Open source as infrastructure. Open source as ecology. Open source as a public good. Open source as philanthropy. In dialog with industry, we use these metaphors to start otherwise unwelcome conversations about distributing money down to match value coming up, until they lose their novelty, and we have to swap them out for fresh ones. But in order to entice, we have to hold back, can’t seem too radical, and therefore fail to take the essential step from the idea that open software development ought to be funded to the idea that open software ought to be funded like other software. We fail to broach the question without permitting exceptionalism in the answer. We fail to present open source as software, like the companies failing to support it are software.

Meanwhile, the arsenal of justifications for funding open source production differently, and worse, holds constant. Software is “information”, and should therefore be free. Software is worth nothing, and only services count. What matters is customer relationships, close to the money, not generic inputs. The result: profit for us, sustainability for you, in whatever vocabulary currently prevails.

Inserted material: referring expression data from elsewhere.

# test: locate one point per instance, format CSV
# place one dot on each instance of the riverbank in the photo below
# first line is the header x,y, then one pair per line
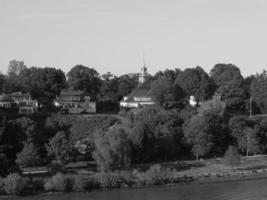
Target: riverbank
x,y
143,176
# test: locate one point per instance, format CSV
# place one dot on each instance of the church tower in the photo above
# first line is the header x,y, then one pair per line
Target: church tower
x,y
143,75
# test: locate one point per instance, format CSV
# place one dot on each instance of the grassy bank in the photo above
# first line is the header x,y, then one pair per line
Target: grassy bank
x,y
179,172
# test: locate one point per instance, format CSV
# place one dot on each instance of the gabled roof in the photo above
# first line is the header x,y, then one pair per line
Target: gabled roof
x,y
15,94
5,98
71,92
138,92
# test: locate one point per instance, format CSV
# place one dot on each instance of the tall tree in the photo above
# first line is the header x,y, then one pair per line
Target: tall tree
x,y
197,134
84,78
126,85
14,79
229,83
164,91
259,91
15,67
195,82
46,82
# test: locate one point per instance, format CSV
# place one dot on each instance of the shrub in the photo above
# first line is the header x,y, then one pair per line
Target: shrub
x,y
57,182
2,184
37,184
82,184
29,156
232,156
55,167
108,180
14,184
155,175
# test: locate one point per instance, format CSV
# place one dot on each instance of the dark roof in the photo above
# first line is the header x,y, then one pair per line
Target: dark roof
x,y
5,98
138,92
15,94
71,92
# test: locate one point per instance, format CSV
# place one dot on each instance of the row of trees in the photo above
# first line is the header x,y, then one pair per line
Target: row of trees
x,y
166,86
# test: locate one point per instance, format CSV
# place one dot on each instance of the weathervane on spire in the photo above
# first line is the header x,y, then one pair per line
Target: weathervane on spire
x,y
143,74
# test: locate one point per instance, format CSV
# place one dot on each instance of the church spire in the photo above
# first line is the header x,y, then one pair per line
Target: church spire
x,y
143,74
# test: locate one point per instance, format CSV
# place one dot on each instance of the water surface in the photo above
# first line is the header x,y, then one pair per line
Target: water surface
x,y
242,190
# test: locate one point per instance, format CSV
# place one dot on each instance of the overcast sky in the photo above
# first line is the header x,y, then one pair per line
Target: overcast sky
x,y
112,35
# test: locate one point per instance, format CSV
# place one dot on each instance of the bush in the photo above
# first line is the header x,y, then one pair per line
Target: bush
x,y
2,184
37,184
108,180
29,156
55,167
155,175
232,156
14,184
59,183
82,184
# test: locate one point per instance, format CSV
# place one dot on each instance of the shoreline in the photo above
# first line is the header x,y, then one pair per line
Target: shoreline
x,y
187,182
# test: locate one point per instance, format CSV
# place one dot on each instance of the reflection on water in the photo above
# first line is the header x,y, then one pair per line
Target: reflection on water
x,y
245,190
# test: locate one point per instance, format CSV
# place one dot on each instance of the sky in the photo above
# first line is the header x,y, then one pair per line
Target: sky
x,y
113,35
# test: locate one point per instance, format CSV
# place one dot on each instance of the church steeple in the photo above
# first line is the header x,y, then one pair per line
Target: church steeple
x,y
143,74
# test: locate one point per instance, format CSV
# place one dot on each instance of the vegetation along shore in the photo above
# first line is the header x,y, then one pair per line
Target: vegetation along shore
x,y
174,127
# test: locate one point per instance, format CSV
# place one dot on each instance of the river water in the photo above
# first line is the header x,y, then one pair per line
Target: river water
x,y
242,190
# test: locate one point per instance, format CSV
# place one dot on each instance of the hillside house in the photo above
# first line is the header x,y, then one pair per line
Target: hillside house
x,y
75,102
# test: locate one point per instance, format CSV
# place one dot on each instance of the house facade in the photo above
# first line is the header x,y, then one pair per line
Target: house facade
x,y
75,102
20,101
24,102
140,96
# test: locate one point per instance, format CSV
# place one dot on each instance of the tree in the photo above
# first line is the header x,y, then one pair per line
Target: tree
x,y
46,82
29,156
197,134
208,133
107,98
126,84
214,105
258,91
164,91
15,67
250,141
84,78
14,79
195,82
229,81
246,137
112,149
60,147
2,83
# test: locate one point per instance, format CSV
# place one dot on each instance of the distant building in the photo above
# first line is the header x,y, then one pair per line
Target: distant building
x,y
192,101
75,102
140,96
24,102
6,102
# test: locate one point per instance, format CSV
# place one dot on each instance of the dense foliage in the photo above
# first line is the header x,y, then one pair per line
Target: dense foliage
x,y
170,130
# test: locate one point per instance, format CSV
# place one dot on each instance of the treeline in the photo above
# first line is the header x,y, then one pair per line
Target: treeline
x,y
170,130
167,87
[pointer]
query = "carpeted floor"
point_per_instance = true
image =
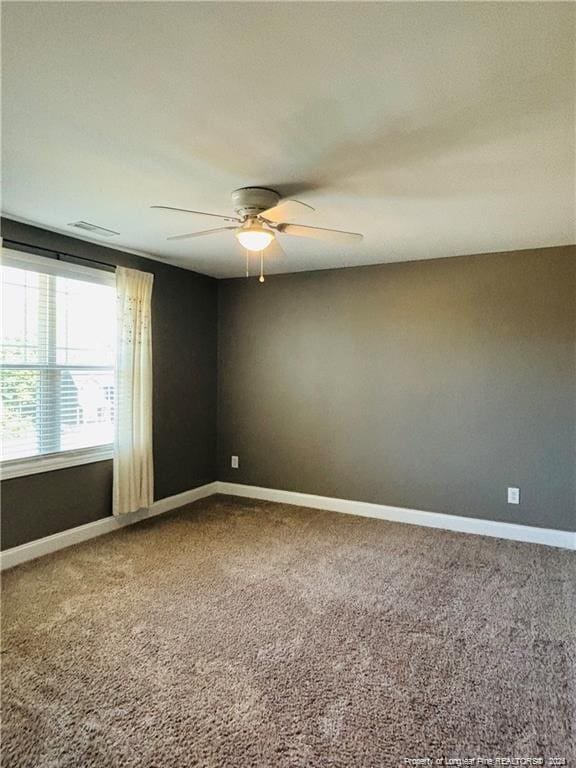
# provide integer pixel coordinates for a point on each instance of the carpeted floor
(236, 633)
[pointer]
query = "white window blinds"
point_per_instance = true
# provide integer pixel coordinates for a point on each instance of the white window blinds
(57, 356)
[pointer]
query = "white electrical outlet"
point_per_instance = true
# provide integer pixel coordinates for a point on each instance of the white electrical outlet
(513, 495)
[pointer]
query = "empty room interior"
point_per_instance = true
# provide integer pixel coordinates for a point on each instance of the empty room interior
(288, 378)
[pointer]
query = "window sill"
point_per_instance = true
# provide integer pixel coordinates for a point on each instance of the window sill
(34, 465)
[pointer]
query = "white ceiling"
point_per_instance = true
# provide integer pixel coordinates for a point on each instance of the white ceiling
(436, 129)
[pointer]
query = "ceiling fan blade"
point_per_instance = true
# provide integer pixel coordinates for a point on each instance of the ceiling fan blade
(199, 234)
(197, 213)
(287, 210)
(317, 233)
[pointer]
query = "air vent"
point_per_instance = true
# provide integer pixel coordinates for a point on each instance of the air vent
(96, 230)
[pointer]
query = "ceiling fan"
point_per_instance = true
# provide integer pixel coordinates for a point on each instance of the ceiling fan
(261, 214)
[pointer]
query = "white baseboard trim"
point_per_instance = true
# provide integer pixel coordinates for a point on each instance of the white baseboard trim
(527, 533)
(56, 541)
(39, 547)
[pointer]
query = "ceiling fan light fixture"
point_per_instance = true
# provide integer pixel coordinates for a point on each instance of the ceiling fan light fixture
(254, 237)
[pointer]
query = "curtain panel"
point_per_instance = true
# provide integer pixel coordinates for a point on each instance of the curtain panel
(133, 462)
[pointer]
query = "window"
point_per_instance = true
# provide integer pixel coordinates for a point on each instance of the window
(57, 357)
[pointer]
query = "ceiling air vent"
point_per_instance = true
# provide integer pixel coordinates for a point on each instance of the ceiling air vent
(96, 230)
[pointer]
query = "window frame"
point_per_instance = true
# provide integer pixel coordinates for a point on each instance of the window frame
(48, 462)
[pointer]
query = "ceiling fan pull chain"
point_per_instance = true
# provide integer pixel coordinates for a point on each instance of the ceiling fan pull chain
(261, 278)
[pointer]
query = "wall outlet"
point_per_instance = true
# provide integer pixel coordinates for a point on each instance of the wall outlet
(513, 495)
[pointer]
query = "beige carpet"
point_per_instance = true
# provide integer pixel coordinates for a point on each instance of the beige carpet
(236, 633)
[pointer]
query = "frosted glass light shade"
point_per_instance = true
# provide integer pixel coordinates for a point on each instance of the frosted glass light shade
(254, 238)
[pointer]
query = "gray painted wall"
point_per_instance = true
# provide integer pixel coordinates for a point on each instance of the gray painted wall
(430, 385)
(184, 308)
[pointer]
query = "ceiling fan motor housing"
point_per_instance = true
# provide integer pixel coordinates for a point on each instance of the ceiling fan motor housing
(250, 201)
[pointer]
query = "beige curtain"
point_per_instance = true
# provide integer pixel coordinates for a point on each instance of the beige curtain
(133, 468)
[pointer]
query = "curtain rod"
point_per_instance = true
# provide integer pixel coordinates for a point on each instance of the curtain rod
(57, 255)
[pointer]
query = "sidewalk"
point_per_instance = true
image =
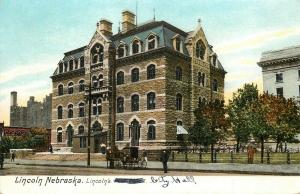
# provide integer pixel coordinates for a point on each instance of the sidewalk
(270, 169)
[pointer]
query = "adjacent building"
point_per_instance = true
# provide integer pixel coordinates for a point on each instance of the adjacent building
(281, 72)
(146, 80)
(35, 114)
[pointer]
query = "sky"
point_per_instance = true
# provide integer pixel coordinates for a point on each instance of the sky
(35, 34)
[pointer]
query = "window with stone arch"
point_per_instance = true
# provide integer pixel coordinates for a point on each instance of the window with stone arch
(178, 102)
(136, 46)
(120, 132)
(71, 65)
(135, 75)
(59, 135)
(81, 62)
(81, 85)
(97, 53)
(120, 78)
(151, 71)
(81, 109)
(178, 73)
(151, 135)
(60, 68)
(121, 51)
(60, 89)
(101, 80)
(70, 111)
(200, 49)
(59, 112)
(215, 85)
(70, 88)
(135, 102)
(151, 42)
(95, 81)
(151, 100)
(120, 104)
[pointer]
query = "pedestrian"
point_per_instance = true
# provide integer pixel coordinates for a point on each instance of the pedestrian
(13, 155)
(164, 159)
(1, 159)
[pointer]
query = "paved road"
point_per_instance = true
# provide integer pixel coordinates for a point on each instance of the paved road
(13, 169)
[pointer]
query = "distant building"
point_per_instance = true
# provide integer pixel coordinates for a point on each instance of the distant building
(281, 72)
(147, 80)
(36, 114)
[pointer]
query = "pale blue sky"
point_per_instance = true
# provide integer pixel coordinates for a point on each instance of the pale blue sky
(35, 34)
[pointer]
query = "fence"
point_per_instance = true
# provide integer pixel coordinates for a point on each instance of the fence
(232, 157)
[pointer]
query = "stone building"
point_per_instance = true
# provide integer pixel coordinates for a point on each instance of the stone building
(35, 114)
(146, 82)
(281, 72)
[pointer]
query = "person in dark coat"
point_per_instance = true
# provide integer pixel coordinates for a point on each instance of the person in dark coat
(1, 160)
(164, 159)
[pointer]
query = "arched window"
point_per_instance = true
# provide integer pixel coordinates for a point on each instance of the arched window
(135, 75)
(200, 49)
(59, 112)
(97, 53)
(81, 109)
(151, 100)
(120, 132)
(135, 102)
(65, 66)
(178, 102)
(151, 42)
(100, 80)
(95, 81)
(121, 51)
(215, 85)
(81, 62)
(178, 73)
(177, 44)
(71, 65)
(70, 111)
(60, 89)
(151, 130)
(59, 135)
(151, 71)
(70, 88)
(99, 106)
(81, 130)
(81, 85)
(120, 104)
(120, 78)
(136, 46)
(61, 67)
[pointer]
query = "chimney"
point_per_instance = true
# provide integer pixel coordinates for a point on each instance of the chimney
(128, 21)
(105, 27)
(13, 98)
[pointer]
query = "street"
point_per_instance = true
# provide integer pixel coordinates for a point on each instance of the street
(13, 169)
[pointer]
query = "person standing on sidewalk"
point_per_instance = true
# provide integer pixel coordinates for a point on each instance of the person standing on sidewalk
(164, 159)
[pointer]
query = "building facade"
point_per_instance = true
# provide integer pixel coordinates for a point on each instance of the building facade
(35, 114)
(146, 80)
(281, 72)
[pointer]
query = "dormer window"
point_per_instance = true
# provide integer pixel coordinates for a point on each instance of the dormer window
(121, 51)
(97, 53)
(200, 49)
(136, 46)
(151, 42)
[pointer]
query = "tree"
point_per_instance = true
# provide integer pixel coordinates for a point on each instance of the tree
(237, 109)
(210, 125)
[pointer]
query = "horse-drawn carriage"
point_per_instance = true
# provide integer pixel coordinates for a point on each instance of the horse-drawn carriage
(128, 157)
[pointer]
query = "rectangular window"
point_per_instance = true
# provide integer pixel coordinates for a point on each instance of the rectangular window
(82, 142)
(279, 92)
(279, 77)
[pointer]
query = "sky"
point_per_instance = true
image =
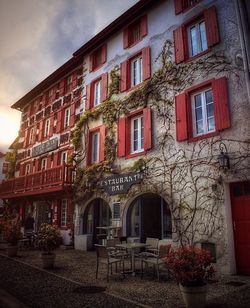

All of these distinctions seek to justify deviation from the usual rules and expectations about finance, work, and fairness. All step around acknowledging all software as the fruit of individual investment, labor, and nonrenewable time. All apply selectively, to the work we want free from others, but not the work we do ourselves. All encourage differentiated projects and companies to dedifferentiate themselves, to the benefit of incumbents with advantages new players can’t reproduce.

Exit

When I write that open source producers have to get comfortable talking business, talking about money and their needs, when I write about overcoming the financial infantilization of developers, I’m pointing to a way out of a cycle, by opting into a preexisting solution.

Industry ignores the production side of open source, adopting en masse, and squeezing for value. The community reinforces demanding, hungry behavior, training industry to overdo it. Bad, predictable outcomes of demand and neglect—industry neglect of open source developers, and developers’ enabling neglect of themselves—boil over into a perceived crisis.

Industry knows how to talk about money, and how to pay who it has to pay. But rather than opt into it, we articulate the crisis, each time, in timid, metaphoric terms that signal us out of coequal, transactional, businesslike resolution. The results are ad hoc, nonstructural, little-repeatable, and paltry, in dollar terms. A few enlightened champions at large firms with budgets gain leverage, internally, to do grants, boost foundation dues, hire a few developers, or try some new approach. A few smaller players seize the marketing and community signaling opportunity, which exists only so long as paying anything back is abnormal enough to set a company apart. When the crisis is perceived to pass, the trickle of dollars industry chose to pay, but never had to pay, dries up.

Beware of vocabulary that perpetuates this cycle. Beware of theories that make open source, or software economics, seem simple. Beware of generalizations that don’t adequately account for you and your particular situation, that don’t give your effort a legitimate place.

There are very good reasons to contribute to open source, from altruism to ruthless self-interest. But there are also very strong incentives to convince others to contribute, not to their benefit, but at their expense, for the enrichment of others. When you contribute, know why, and how that’s justified, not in the prevailing metaphoric terms of the day, but in concrete, business-plan terms. Your basic needs are no different than those of open source consumers’. Don’t be relegated to a category, rhetorically or practically, where your equal needs are less equal than theirs.